28 August 2012

Exit, Phase Four: (End of) Traveling

One more road trip before the settling process, this time with a high concentration of rivers and streams, all due north by northwest. A quick stop to witness Titus Andronicus's reign of terror (and lamentable tragedy) and it was back to the homeland. The trip was about bodies of water, a brother I hadn't seen in too long a time, and the chance to spend some time alone in the mountains. These are the eyes of my eyes.

Middle Fork John Day River: Small streams, happy native trout. Originating in Oregon's Blue Mountains, the John Day River and it's branches add up to the third longest free-flowing river in the continuous United States.

Desolation Creek: Also in the Blue Mountains, Desolation Creek teams up with the North Fork of the John Day River around the hamlet of Dale. I almost passed this one by as the heat of the day was oppressive and at times the creek was barely a trickle. But I grabbed a beer, caught a couple Redband trout (a subspecies of the Rainbow trout), and walked the creek until I found this hole:

Most of the creek wasn't deep enough to support a population of large fish. This hole, though, was deep enough to drown in and as I stood on its banks I watched a group of about six of the largest fish I've ever seen outside of an aquarium.
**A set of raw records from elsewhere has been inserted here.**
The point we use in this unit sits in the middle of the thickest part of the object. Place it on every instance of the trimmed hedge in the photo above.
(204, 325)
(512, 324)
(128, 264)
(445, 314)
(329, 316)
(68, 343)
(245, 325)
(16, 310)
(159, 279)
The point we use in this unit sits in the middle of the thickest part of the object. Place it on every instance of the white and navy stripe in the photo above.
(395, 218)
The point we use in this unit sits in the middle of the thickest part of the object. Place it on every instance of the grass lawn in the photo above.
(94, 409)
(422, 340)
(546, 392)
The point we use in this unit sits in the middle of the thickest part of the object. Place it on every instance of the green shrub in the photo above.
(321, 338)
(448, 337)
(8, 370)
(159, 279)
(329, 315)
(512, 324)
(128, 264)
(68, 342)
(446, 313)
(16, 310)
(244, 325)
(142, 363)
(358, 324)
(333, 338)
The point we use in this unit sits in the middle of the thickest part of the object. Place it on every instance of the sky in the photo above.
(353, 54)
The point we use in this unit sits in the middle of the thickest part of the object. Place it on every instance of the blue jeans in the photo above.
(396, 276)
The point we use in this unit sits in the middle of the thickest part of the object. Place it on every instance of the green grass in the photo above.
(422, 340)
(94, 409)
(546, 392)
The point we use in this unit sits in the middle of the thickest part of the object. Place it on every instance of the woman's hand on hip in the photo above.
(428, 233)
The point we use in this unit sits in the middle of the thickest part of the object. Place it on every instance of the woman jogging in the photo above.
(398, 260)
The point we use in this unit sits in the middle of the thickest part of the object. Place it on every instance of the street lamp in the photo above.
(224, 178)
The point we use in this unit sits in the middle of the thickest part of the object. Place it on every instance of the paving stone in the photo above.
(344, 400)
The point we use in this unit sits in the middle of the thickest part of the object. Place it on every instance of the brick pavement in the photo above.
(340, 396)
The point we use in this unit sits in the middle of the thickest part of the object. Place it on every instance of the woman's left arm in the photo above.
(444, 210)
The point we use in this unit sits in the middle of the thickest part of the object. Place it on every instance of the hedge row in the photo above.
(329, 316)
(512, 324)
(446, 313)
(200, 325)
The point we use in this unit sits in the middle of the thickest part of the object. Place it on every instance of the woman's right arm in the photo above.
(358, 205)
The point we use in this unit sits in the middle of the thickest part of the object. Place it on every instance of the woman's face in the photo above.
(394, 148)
Most of them must have been Brown trout as they huddled together and never left the bottom. There was at least one Chinook or Steelhead salmon in there, however, and it was quite clearly in charge. Much bigger, much blacker than the trout, the salmon pushed others out of the way for food and every once in a while surfaced for a fly with a slow rolling movement that resembled something more akin to the Loch Ness Monster than any other cold-blooded, aquatic, vertebrate.

The beast was impressive and neither it nor the trout wanted anything to do with anything I threw at them. Silly human. Fair enough, watching something so ancient and beautiful was a humbling privilege. As Cormac McCarthy wrote: "In the deep glens where they lived all things were older than man and they hummed of mystery."

North Fork John Day River: Water as warm as a bath. Welcome mountain whitefish.

Here I paused for a quick civilization break and a half day's trip to the source of countless rivers and streams.

A kinder, gentler, moonlighting Titus:

Then back to the road and back to the water.

Bumping Lake.

Upper Naches River: clear, cold, fast, and seemingly devoid of fish. Why? I inquired but was given no answer. A friend of the devil is a friend of mine.

The trip ended where it began, back in northeastern Oregon among small streams and giant Ponderosa Pines. Dry country with very little water.

Allen Creek: Yes, there are fish in there. I'm less surprised by big fish that live in big streams than I am small fish that are able to eke a living from the smallest, most delicate, most fragile of ecosystems.

Out of the trees and into the desert. A nail in a tire and rescued by Les Schwab. Born and raised on the Oregon Trail. The end of traveling. Time to work. I will be happy to close my eyes on new places, or half close 'em with new faces.